Naturally, if music has the capacity for such stimulating cognitive experiences within the womb, once the baby is born, he or she is already filled with musical memories and associations. “Now wait a minute!” I hear you say. “If I haven’t played music for my baby in the womb, what music can she possibly have already?” Here’s the thing: The pulse and rhythm of the mother’s world, her voice, the father’s voice, and the music playing in the car or on the radio have all made their way into the musical micro-rhythms of the infant’s brain. Researchers such as J. P. Lecanuet, M. Papousek, and D. Stern who have each studied mother-infant dialogue have shown that all that babbling, cooing, and baby talk actually have unique patterns that are incredibly musical in their structure. Okay—stay with me a moment on this. When you hold a baby in your arms, do you say, “Hey, what’s up?” I doubt it. You say, “Heeeeeeey wittle dumpling! Looooooook at aunty! Awwwwwww.” These musical interactions between babies and adults exist across every culture ever studied across the globe, from pre-modern Zulu tribes, to the Sami people of indigenous Finland, to the families in downtown Boston. If babies across all cultures illicit this musical “motherese” language from adults, then musical interaction must be something they need.

Yet I find that while most parents sing and dance with their children, parents often lack musical confidence, and will even deny their own musicality. So I think it’s time we change our definition of what it means to be “musical.” Let’s throw aside the idea that a musical person needs to play the piano and sing perfectly in tune! Or that being a “musician” means performing! I believe that all parents and all babies are musical. We all love music, need music, and use music regularly in our lives. I have yet to meet a parent who doesn’t sing or dance with their baby, and I have yet to meet a baby who is critical of their parent’s ability to do so. In my “Baby Rhythms” music class, I try to foster musical interaction by encouraging vocal exploration, dancing, playing instruments, and using musical games and stories. I use puppets, pictures, and visual symbols of sound called “listening maps” to allow for multi-modal opportunities to learn patterns and structural elements of the music.

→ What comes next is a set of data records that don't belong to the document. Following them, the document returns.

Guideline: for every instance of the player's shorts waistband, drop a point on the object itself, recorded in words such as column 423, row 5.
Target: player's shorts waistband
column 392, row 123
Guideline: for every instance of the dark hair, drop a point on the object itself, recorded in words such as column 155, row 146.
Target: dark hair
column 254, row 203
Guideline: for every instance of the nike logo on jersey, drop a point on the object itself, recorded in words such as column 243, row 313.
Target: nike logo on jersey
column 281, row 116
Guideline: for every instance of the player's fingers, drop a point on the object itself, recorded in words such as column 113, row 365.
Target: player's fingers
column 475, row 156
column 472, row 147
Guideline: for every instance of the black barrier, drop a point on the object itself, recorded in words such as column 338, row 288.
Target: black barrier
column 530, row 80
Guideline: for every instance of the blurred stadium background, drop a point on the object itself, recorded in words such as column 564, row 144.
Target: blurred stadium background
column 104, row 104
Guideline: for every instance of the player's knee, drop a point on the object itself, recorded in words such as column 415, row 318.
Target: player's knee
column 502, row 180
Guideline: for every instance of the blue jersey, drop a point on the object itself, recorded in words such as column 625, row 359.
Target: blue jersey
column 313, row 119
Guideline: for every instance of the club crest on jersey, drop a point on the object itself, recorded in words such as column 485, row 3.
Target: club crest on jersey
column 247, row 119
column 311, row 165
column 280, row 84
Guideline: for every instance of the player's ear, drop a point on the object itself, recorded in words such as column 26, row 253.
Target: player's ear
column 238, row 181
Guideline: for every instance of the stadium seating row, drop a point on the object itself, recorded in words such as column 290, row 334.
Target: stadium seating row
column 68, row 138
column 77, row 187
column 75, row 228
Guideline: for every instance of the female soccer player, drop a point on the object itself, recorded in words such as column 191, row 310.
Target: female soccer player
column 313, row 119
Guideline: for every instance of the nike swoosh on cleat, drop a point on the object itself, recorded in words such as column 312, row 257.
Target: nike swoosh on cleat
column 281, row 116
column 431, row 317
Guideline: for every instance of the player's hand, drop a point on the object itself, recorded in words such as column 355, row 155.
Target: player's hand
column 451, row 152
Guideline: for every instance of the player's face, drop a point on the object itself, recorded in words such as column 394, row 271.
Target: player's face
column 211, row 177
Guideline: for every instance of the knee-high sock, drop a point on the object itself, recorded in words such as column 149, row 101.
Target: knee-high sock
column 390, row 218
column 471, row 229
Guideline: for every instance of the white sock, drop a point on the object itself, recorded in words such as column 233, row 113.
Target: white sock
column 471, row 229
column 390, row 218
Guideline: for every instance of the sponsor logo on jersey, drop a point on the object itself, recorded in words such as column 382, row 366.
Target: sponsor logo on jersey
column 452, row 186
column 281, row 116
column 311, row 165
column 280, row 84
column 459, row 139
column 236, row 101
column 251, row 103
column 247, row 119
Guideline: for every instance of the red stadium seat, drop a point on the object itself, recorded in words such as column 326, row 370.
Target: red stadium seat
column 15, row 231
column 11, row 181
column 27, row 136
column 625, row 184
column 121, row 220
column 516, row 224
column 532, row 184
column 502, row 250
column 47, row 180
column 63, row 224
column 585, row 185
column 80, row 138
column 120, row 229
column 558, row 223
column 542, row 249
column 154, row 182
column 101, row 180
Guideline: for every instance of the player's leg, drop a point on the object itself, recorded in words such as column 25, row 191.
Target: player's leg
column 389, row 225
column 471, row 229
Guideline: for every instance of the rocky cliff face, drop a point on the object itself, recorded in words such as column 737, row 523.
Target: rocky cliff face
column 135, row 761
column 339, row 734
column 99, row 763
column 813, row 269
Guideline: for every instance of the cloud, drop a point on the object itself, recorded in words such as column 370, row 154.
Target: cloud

Parents act as musical partners and models, as they bond with their child and gain tools for musical interaction. I allow children to make their own music (think of how young children doodle and draw with crayons—this is similar to the musical “doodlings” that take place with our shakers and tambourines). I use music of many styles and genres, from Jazz, to Greek folk dances, to Mozart, to Indian table drumming. Though musical learning and expression aren’t always obvious at these early ages, I know that it’s happening. And I know that whether or not one of these babies will one day perform Beethoven’s Fifth piano concerto at Carnegie Hall, is beside the point.

In modern societies, where being human increasingly compels us to choose between black or white, music enables us to be better in touch with more subtle qualities that make us unique and human in a way that no other subject can. The creation, study, and sharing of music can contribute powerfully toward our well-being—emotional, social, and cognitive—as well as to our development as a whole. Active participation in music can transcend utilitarian and practical advancements. Children who are musically engaged experience intrinsic joy, as well as important feelings of belonging, meaning, confidence, and competence. In the words of anthropologist Ellen Dissanayake, music allows us to alter our experience of the world around us—to find alternatives to what we are handed. In short, it has the ability to “expand awareness of what it means to be human.” Sounds pretty good to me!